I have just finished a code that performs polynomial regression, doing $(X'X)^{-1}X'y$ (where $X'$ is the transpose) to estimate the vector of coefficients.
Now I'd like to add some check procedures to assert that everything is correct and that the regression model can be used with confidence. From Wikipedia I know that "This is the unique least squares solution as long as $X$ has linearly independent columns. Since $X$ is a Vandermonde matrix, this is guaranteed to hold provided that at least $m + 1$ of the $x_i$ are distinct (for which $m < n$ is a necessary condition)." So I guess that a good first step would be to check whether $m$ is indeed less than $n$... I could also tell the user that the degree of the regression shouldn't be too high, to avoid overfitting the data.
The thing is, everything should be hidden from the user... I can't ask him to perform cross-validation. On the other hand, I could write a little leave-one-out cross validation code which would be run on the whole training data every time a new model is created.

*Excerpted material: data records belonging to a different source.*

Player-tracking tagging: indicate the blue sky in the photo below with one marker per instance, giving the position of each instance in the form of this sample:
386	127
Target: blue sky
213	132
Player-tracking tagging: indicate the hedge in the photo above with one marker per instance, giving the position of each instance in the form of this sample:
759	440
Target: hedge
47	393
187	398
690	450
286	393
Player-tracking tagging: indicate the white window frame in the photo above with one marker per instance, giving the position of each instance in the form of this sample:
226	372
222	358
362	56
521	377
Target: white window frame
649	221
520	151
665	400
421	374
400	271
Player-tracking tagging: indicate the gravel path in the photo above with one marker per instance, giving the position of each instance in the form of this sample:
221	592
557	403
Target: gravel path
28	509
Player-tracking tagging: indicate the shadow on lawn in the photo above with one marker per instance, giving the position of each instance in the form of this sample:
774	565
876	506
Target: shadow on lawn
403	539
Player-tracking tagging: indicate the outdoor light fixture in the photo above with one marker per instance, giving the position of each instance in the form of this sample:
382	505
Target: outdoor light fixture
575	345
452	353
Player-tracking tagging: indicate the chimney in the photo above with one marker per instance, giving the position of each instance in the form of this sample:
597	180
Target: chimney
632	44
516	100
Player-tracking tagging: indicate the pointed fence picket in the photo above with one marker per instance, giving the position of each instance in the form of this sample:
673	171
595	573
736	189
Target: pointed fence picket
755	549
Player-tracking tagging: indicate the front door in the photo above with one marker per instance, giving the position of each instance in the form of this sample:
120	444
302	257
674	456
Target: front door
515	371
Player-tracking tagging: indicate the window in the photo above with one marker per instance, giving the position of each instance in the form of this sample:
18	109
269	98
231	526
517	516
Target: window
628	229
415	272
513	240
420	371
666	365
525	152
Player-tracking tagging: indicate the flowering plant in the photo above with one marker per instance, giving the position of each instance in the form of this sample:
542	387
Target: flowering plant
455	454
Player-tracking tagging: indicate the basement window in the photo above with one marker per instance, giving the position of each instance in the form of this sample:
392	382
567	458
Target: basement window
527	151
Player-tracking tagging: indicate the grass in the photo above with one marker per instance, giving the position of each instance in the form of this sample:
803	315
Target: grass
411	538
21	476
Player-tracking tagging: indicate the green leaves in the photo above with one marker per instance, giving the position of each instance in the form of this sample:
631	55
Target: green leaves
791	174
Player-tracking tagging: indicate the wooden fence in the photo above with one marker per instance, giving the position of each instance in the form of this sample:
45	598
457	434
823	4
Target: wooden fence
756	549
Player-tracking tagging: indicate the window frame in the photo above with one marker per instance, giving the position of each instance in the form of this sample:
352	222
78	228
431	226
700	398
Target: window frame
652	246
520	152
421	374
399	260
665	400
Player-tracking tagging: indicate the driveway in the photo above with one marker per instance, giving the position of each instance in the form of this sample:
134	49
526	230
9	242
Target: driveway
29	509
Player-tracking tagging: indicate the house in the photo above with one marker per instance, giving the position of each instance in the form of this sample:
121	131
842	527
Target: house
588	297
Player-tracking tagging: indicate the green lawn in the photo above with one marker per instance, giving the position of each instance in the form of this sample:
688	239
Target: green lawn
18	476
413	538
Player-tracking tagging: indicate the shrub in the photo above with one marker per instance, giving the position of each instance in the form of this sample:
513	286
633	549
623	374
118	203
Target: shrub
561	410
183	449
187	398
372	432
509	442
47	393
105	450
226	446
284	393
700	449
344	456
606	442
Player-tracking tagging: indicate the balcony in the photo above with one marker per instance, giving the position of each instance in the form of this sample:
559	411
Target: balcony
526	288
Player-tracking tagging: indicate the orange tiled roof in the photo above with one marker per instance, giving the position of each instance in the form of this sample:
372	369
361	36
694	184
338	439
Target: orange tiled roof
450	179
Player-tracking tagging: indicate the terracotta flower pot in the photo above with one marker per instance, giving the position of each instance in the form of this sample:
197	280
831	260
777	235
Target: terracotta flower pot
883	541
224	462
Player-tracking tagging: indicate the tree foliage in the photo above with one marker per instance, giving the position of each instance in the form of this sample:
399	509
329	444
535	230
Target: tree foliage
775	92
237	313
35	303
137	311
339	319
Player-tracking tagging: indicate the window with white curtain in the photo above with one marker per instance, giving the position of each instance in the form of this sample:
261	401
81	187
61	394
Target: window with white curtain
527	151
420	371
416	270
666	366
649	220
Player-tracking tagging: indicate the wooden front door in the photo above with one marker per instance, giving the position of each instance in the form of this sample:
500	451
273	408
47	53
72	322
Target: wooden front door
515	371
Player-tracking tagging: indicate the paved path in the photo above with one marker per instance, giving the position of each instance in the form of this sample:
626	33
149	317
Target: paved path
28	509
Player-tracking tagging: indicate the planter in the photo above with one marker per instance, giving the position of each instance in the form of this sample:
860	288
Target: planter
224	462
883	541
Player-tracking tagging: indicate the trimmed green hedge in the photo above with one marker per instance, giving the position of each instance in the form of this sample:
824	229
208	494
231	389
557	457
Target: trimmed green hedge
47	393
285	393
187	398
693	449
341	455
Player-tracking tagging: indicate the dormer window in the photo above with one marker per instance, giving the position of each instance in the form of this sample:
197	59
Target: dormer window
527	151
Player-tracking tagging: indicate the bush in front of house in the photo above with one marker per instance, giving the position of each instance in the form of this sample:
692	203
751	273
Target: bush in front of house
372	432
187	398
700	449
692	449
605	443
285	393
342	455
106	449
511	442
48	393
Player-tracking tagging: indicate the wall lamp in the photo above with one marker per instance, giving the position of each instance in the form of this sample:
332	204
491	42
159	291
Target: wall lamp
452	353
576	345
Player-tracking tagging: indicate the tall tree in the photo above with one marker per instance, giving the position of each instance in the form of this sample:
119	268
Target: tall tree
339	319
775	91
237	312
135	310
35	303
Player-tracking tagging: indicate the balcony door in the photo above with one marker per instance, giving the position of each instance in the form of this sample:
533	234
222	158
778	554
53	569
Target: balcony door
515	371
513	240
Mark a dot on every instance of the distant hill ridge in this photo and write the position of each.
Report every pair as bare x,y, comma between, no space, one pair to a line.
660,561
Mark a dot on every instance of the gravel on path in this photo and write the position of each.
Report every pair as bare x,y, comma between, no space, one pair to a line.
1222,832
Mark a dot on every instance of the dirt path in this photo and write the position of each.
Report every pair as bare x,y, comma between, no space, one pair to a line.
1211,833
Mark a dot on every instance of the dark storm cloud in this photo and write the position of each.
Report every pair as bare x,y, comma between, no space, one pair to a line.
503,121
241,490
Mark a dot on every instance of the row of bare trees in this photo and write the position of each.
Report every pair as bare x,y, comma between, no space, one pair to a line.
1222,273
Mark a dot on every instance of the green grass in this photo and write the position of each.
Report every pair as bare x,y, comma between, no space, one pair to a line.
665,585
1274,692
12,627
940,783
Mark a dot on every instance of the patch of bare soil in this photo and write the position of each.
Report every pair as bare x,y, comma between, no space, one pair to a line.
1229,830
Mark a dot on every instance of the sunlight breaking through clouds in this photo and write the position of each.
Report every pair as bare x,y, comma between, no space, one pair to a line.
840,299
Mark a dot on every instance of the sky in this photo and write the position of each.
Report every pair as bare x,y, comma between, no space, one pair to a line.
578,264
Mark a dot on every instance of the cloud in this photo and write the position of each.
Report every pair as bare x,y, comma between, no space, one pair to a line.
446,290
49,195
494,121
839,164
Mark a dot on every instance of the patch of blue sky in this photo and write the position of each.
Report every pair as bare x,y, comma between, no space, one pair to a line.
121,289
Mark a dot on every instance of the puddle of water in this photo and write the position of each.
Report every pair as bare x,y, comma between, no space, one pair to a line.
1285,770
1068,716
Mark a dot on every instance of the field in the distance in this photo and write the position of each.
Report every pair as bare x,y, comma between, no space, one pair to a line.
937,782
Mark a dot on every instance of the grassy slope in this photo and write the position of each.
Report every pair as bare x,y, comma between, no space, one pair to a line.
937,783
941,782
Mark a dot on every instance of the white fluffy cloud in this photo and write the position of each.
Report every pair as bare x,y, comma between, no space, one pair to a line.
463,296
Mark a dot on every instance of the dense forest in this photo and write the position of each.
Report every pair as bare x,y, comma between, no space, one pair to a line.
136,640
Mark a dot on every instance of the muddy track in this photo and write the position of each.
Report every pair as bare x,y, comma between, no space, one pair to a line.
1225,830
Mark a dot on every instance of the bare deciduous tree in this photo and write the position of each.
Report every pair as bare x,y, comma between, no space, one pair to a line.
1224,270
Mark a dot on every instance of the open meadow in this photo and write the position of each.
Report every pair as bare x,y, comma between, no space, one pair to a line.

Any thought or suggestion ?
Thanks
1- Let the matrices $X_{train}$ and $Y_{train}$ be your training data, and $X_{tune}$ and $Y_{tune}$ be the held-out data that is not included in the training data.
Solve $\hat{\theta}=(X_{train}^TX_{train})^{\dagger}X_{train}^TY_{train}$
Now you regression model is" $Y=X\hat{\theta}$.
Use this regression model to estimate the outputs for the held-out data:
$\hat{Y}_{tune}=X_{tune}\hat{\theta}$
Afterwards, calculate $corr(\hat{Y}_{tune},Y_{tune})$, the correlation coefficient between $\hat{Y}_{tune}$ and $Y_{tune}$, if the correlation is greater than some threshold, then you have found a good fit. (Threshold=.8 may be a good guess).
2- A question that you might have is about the best number of polynomial terms to use when forming your input Vandermonde matrix. Here is my suggestion, let $k$ be the number of columns in $X$, then start from $k=1$ and record the resulting correlation, keep increasing $k$ until some maximum integer (say k=1000, but it really depends on the complexity of the underlying function that generates your data.) Finally choose the $k$ that yields the maximum correlation.
3- By $(X_{train}^TX_{train})^{\dagger}$, I mean the pseudo-inverse of $(X_{train}^TX_{train})$. Note that $(X_{train}^TX_{train})$ is always PSD, but not necessarily PD. So if its determinant is zero you can either use the Moore–Penrose pseudoinverse, or use the Tikhonov regularization, which is the foillowing:
$(X_{train}^TX_{train})^{\dagger}\approx (X_{train}^TX_{train}+\epsilon I)^{-1}$.
You can also tune $\epsilon$ by tuning on the held-out data.
4- For choosing either $k$ or $\epsilon$, if your sample size is small, I recommend using cross-validation, rather than only working on one held-out dataset.
Hope this helps.